20% worldwide believe women inferior to men, survey says

7 Mar, 2017 17:24 / Updated 8 years ago

On average one in five people across the globe think that women are inferior to men and that women should not aspire to do anything outside of the household, a poll has shown.

"It's encouraging that the vast majority of both men and women around the world believe in equal opportunity ... but at the same time most still believe that true equality of rights is not here yet," Kully Kaur-Ballagan, director at Ipsos MORI – the group that conducted the poll – said, as cited by Reuters.

Almost all of the 17,550 people, from 24 countries, agreed that men and women should have equal rights, but nearly 75 percent of the participants said that women are still seeing social, political and financial inequality.

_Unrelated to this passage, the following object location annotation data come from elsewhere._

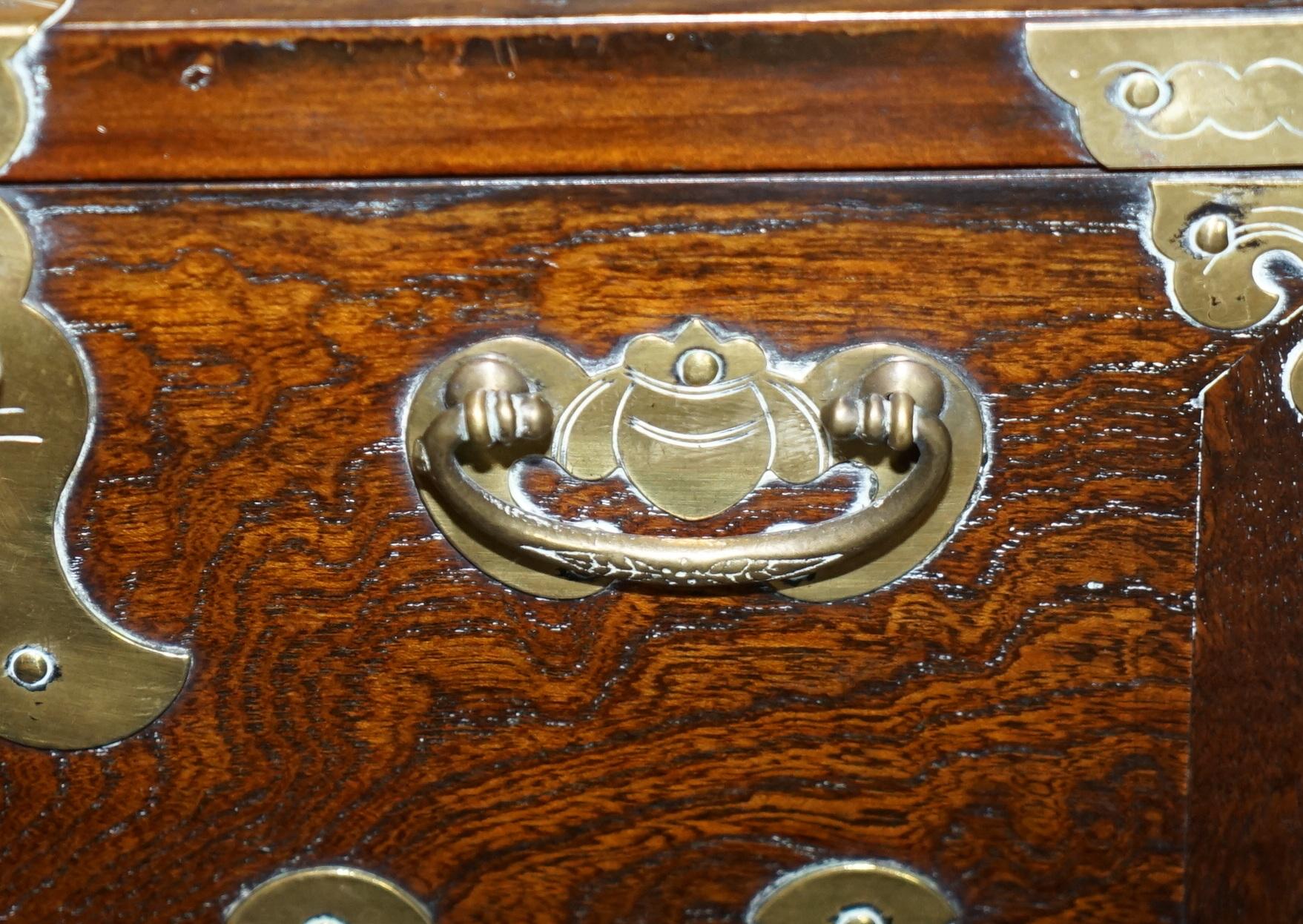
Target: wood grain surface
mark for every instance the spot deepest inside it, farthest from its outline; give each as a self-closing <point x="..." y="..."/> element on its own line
<point x="1246" y="752"/>
<point x="519" y="96"/>
<point x="1013" y="719"/>
<point x="354" y="10"/>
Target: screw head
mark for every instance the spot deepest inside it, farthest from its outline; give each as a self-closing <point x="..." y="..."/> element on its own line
<point x="697" y="368"/>
<point x="30" y="667"/>
<point x="1213" y="234"/>
<point x="1141" y="90"/>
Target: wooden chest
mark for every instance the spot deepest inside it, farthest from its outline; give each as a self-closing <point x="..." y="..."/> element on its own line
<point x="662" y="462"/>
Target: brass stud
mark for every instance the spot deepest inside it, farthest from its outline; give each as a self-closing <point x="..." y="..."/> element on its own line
<point x="852" y="891"/>
<point x="1213" y="234"/>
<point x="697" y="368"/>
<point x="32" y="667"/>
<point x="860" y="915"/>
<point x="1141" y="90"/>
<point x="329" y="896"/>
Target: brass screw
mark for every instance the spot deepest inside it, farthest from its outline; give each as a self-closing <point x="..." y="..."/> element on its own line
<point x="30" y="666"/>
<point x="1212" y="235"/>
<point x="1141" y="90"/>
<point x="697" y="368"/>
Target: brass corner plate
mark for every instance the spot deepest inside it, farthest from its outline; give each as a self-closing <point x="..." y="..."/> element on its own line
<point x="20" y="21"/>
<point x="1220" y="90"/>
<point x="854" y="891"/>
<point x="693" y="420"/>
<point x="1216" y="239"/>
<point x="70" y="678"/>
<point x="329" y="896"/>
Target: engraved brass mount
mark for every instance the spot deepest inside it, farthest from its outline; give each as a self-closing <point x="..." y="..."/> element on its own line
<point x="19" y="24"/>
<point x="1216" y="239"/>
<point x="1179" y="91"/>
<point x="72" y="679"/>
<point x="695" y="421"/>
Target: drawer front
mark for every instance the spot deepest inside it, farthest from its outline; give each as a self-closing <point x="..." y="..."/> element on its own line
<point x="1012" y="719"/>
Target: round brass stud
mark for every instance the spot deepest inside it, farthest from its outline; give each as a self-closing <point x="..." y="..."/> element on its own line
<point x="1212" y="234"/>
<point x="697" y="368"/>
<point x="30" y="666"/>
<point x="329" y="896"/>
<point x="852" y="891"/>
<point x="1141" y="90"/>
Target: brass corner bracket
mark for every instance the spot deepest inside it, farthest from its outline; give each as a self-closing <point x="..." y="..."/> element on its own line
<point x="695" y="421"/>
<point x="1179" y="91"/>
<point x="70" y="678"/>
<point x="1216" y="239"/>
<point x="20" y="21"/>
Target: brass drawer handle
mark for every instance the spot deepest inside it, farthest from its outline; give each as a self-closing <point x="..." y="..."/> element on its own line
<point x="489" y="403"/>
<point x="695" y="423"/>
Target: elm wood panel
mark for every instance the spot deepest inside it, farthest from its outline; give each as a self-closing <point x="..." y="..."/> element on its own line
<point x="523" y="98"/>
<point x="225" y="10"/>
<point x="1246" y="757"/>
<point x="1012" y="719"/>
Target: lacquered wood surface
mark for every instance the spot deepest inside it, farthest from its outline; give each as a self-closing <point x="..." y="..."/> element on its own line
<point x="1246" y="755"/>
<point x="520" y="98"/>
<point x="210" y="10"/>
<point x="1013" y="719"/>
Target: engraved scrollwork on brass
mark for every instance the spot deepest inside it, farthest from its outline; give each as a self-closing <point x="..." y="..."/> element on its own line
<point x="70" y="678"/>
<point x="695" y="423"/>
<point x="1189" y="91"/>
<point x="1217" y="240"/>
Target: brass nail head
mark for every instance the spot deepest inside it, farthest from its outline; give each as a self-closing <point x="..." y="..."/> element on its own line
<point x="1212" y="234"/>
<point x="32" y="667"/>
<point x="1141" y="90"/>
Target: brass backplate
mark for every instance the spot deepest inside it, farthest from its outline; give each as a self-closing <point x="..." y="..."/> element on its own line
<point x="72" y="679"/>
<point x="1179" y="91"/>
<point x="854" y="891"/>
<point x="1217" y="237"/>
<point x="695" y="420"/>
<point x="329" y="896"/>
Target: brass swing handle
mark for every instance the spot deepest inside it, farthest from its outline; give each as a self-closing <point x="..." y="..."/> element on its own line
<point x="494" y="407"/>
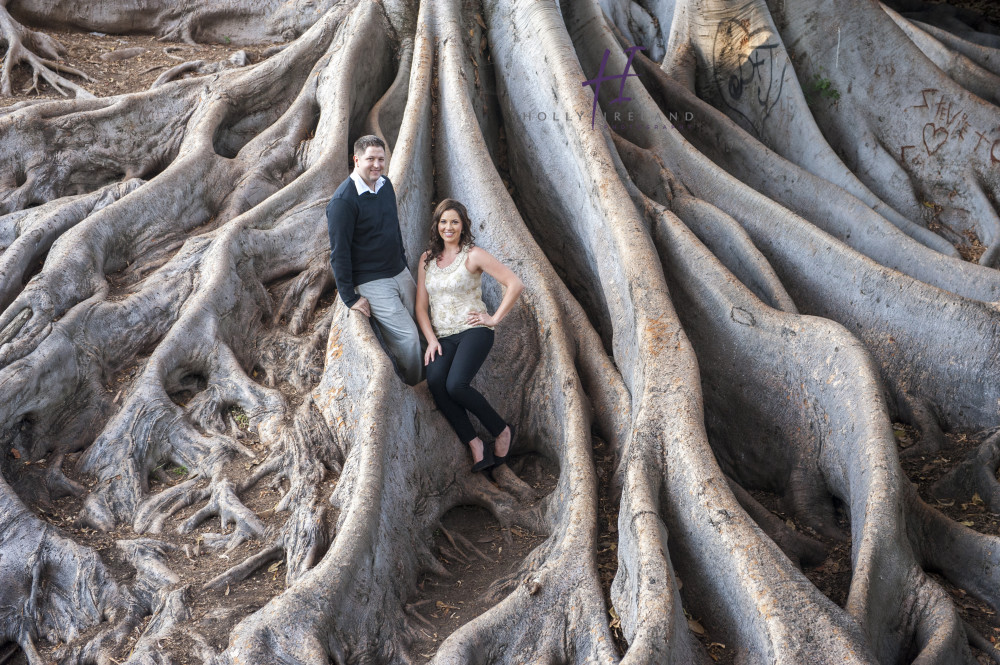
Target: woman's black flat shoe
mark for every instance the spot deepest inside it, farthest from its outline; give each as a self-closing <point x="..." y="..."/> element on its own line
<point x="498" y="459"/>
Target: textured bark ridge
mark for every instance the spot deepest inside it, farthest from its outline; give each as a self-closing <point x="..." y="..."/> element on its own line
<point x="743" y="262"/>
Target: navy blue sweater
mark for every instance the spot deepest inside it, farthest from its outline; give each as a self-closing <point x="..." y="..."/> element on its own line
<point x="365" y="241"/>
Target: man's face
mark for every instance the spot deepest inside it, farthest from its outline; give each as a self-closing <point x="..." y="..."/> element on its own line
<point x="369" y="165"/>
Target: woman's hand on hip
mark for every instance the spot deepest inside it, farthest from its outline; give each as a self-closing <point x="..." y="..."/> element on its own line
<point x="480" y="319"/>
<point x="432" y="348"/>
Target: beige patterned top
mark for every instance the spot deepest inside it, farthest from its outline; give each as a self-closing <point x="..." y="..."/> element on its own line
<point x="453" y="292"/>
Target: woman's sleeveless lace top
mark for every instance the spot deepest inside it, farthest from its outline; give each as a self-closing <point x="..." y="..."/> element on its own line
<point x="453" y="292"/>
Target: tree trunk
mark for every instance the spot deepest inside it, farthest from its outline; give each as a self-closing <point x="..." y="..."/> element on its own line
<point x="742" y="262"/>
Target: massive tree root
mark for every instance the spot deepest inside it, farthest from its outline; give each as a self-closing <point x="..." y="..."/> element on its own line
<point x="739" y="304"/>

Twenty-five percent on average believe men are more capable than women of doing things in society such as working, earning money, being educated and teaching.

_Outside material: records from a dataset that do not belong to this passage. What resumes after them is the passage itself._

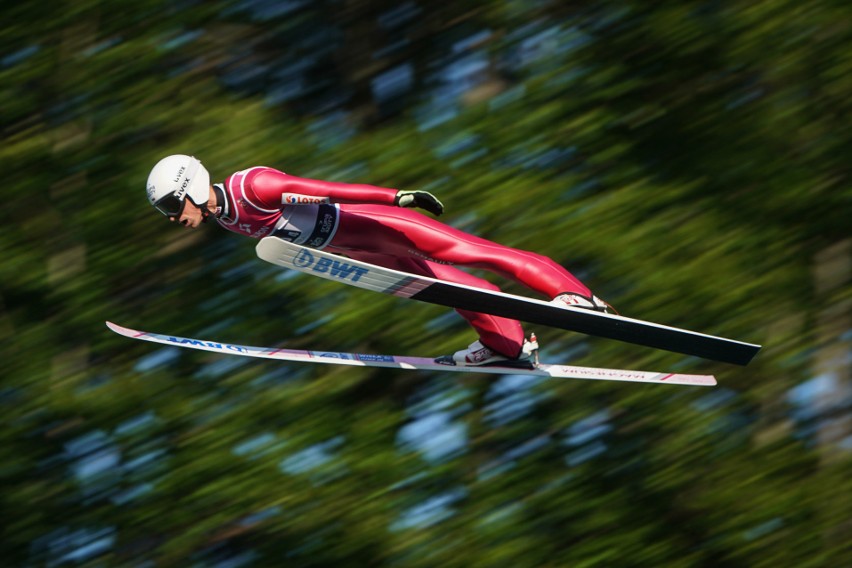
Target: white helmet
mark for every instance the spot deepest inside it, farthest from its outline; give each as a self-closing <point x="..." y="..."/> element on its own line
<point x="173" y="179"/>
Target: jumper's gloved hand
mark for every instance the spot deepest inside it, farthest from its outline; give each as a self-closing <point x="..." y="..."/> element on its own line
<point x="421" y="199"/>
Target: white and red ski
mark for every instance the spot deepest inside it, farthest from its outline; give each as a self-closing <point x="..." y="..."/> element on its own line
<point x="379" y="279"/>
<point x="412" y="363"/>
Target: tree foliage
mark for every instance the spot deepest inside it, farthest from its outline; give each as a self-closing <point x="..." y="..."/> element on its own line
<point x="688" y="160"/>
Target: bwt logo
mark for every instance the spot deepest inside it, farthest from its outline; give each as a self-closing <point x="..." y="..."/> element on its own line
<point x="332" y="267"/>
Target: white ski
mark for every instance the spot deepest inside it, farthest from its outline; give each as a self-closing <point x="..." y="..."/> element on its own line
<point x="411" y="363"/>
<point x="379" y="279"/>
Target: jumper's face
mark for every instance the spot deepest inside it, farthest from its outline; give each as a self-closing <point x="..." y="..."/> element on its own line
<point x="190" y="217"/>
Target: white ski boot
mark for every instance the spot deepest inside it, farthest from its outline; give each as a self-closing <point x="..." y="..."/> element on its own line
<point x="478" y="355"/>
<point x="573" y="300"/>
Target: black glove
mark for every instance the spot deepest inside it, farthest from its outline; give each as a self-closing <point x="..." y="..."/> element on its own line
<point x="421" y="199"/>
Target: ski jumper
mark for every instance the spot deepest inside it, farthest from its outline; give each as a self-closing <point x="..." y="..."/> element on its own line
<point x="361" y="222"/>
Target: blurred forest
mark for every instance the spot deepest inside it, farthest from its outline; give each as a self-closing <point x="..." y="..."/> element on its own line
<point x="688" y="160"/>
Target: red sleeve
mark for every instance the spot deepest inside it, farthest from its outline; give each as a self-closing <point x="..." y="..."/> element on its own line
<point x="273" y="189"/>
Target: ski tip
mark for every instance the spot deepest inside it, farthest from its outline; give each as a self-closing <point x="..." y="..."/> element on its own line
<point x="117" y="328"/>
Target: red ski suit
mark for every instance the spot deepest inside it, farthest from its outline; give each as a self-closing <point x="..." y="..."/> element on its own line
<point x="361" y="222"/>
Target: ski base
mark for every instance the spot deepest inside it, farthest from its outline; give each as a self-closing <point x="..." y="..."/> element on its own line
<point x="611" y="326"/>
<point x="412" y="363"/>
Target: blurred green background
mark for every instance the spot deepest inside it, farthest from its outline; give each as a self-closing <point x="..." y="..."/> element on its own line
<point x="688" y="160"/>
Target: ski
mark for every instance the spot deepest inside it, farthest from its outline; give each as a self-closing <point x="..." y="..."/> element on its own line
<point x="411" y="363"/>
<point x="376" y="278"/>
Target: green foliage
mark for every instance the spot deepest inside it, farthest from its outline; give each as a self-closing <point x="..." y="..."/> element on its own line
<point x="687" y="160"/>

Over 50 percent of respondents said that they would describe themselves as "feminist," while about a quarter said they were “scared” to discuss women’s rights.

Forty percent of women emphasized that they personally didn’t feel they had equality or “freedom to reach their full dreams and aspirations,” the poll detailed.

In China, Russia and India, about 50 percent of those polled said men were superior to women and better at earning money, as well as when education matters were concerned.

The UN has described the worldwide gender pay gap of 24 percent as “the biggest robber” of women, while the World Economic Forum said last year that women and men won’t reach economic equality for another 170 years. The survey was published ahead of International Women's Day on Wednesday.